Plus du tiers des camionneurs demandent à travailler illégalement
L’Alliance canadienne du camionnage (ACC) vient de publier les résultats d’un sondage mené auprès de 82 transporteurs canadiens, dont les flottes combinées représentent 10 600 camions.
Au cours des six derniers mois, ces entreprises de camionnage ont reçu près de 18 000 demandes d’emploi de chauffeurs.

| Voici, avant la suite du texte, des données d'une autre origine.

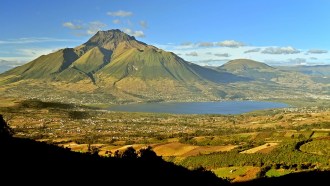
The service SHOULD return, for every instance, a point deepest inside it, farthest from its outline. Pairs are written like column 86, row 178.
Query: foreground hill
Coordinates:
column 25, row 161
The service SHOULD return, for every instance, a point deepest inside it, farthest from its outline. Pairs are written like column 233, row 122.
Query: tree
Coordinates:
column 129, row 153
column 5, row 130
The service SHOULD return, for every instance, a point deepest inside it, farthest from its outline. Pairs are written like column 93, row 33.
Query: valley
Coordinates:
column 246, row 143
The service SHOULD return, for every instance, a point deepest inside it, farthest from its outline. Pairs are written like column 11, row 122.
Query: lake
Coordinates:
column 222, row 107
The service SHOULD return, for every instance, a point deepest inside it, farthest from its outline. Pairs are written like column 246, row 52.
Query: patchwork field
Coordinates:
column 238, row 147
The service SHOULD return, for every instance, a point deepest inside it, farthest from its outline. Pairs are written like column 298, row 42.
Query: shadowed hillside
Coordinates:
column 27, row 161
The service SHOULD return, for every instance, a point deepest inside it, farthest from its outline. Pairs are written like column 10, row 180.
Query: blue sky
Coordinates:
column 206, row 32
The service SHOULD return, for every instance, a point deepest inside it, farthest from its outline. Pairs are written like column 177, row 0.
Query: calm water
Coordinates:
column 225, row 107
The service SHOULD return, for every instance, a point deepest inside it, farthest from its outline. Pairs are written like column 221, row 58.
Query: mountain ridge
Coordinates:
column 113, row 67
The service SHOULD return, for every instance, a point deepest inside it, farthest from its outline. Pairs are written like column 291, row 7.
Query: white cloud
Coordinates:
column 317, row 51
column 298, row 61
column 222, row 54
column 252, row 50
column 120, row 13
column 205, row 44
column 280, row 50
column 116, row 21
column 186, row 43
column 231, row 44
column 143, row 24
column 72, row 26
column 95, row 26
column 133, row 33
column 192, row 54
column 34, row 40
column 84, row 29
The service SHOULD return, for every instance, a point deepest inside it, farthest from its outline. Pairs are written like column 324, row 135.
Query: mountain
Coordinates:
column 114, row 65
column 318, row 73
column 315, row 70
column 250, row 68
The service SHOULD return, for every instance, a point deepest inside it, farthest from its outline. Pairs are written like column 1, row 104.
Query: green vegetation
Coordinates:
column 277, row 172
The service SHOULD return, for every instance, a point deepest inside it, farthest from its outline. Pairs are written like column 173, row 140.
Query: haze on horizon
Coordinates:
column 274, row 32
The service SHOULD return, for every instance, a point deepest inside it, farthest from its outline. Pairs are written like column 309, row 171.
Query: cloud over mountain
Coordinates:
column 120, row 13
column 231, row 44
column 280, row 50
column 317, row 51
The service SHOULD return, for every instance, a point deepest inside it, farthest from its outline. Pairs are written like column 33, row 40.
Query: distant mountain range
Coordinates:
column 113, row 67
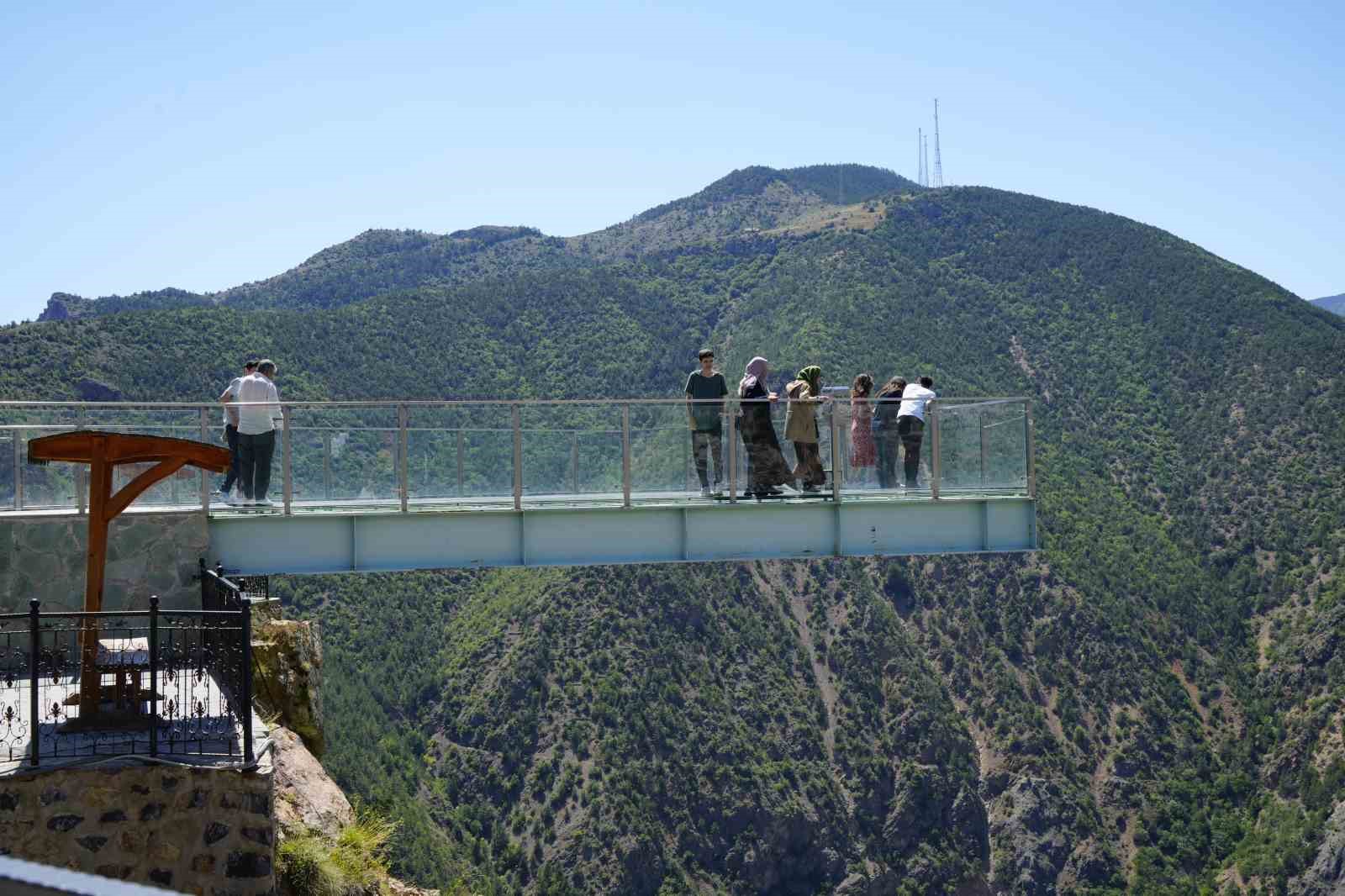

De tous les candidats retenus, 36% ont indiqué vouloir travailler sous une fausse classification de fournisseur de service autonome, stratagème bien connu sous le nom de Chauffeur inc., même s’ils ne disposent d’aucun camion et comptent sur l’employeur pour trouver des clients et confectionner leurs horaires.
Et lorsque l’employeur potentiel indiquait son refus de contourner les lois, 49% des postulants retiraient carrément leur candidature.

Cela jette un éclairage nouveau sur cette réalité de l’économie souterraine, où on a beaucoup mis l’accent sur des employeurs peu scrupuleux qui forcent des travailleurs démunis à s’adonner à cette pratique. Il appert en fait que beaucoup de chauffeurs trouvent aussi leur compte – ou ont l’impression de le trouver – dans ce tour de passe-passe d’évasion fiscale.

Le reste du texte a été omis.